The move is more of putting in a safety valve and killing a black market than sorting out a production problem. It is useful, but does not increase our wealth nor does it create jobs.

There has been a lot of excitement over the Government’s Transitional Stabilisation Programme, a far more important measure. But again people must read the title. Fiscal reform is vital to ensure that the Government can provide the essential services of a modern society without wrecking the economy. But in itself it will not create a single job or add a single dollar to national wealth. What it does do is allow the real producers, everyone from the old farmer with 5 acres to the CEO of the largest industrial conglomerate, to produce without continually wondering if they are wasting their time.

It is a necessary condition for sustained growth, but not a sufficient condition by a long way. Growth comes from production. And this requires in many cases a culture change. We can take examples.

In the 1930s, during the Great Depression, a bright Zimbabwean figured out after some experiments how to make a product using Zimbabwean oranges bought cheaply at harvest time, Zimbabwean sugar and a tiny bit of imported sulphur dioxide as a preservative and have a product he could sell 12 months of the year.

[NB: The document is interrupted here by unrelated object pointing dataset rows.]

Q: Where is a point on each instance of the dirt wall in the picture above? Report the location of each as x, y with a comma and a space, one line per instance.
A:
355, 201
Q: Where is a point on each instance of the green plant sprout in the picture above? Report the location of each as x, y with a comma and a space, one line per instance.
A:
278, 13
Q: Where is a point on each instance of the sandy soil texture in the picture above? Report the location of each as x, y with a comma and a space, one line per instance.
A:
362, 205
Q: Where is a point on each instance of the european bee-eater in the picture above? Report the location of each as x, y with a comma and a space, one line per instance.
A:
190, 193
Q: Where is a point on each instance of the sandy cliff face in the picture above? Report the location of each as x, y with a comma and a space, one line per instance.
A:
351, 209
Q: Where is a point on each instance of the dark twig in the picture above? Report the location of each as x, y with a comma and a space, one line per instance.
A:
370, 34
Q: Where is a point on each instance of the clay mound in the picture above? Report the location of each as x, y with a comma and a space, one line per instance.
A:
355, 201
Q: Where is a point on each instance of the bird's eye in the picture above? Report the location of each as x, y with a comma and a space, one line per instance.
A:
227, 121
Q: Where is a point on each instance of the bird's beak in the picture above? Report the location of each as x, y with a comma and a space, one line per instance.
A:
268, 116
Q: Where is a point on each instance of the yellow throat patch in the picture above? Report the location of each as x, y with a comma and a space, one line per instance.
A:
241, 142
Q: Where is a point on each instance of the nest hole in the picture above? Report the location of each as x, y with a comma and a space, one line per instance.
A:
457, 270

Mazoe Orange was born.

When Zimbabwe was self-sufficient in cooking oil, there was a range of products. Some industrialists sold cotton-seed oil, although it does need a five-step refining process. Others had a premium sunflower oil. Others used Zimbabwean soyabean. Industrialists figured out what raw materials Zimbabwean farmers could grow and then made money processing these rather than seeking continual imports.

These days canola oil is a major product in many countries. This is made from the seeds of rape, that same vegetable found in almost every kitchen garden, but for some reason no one in Zimbabwe has gone commercial with a slightly different seed variety. We wonder why.

One company, however, has become innovative. Pure Drop has for three years signed input contracts with competent farmers to grow soya. They still need imports, but at least they have started a process that others need to join. They are not totally at the mercy of the RBZ issuing currency earned by others.

We are sure the Government would be delighted to hand over lists of farmers who have benefited from Command Agriculture successfully for private companies to sign up and so minimise risks.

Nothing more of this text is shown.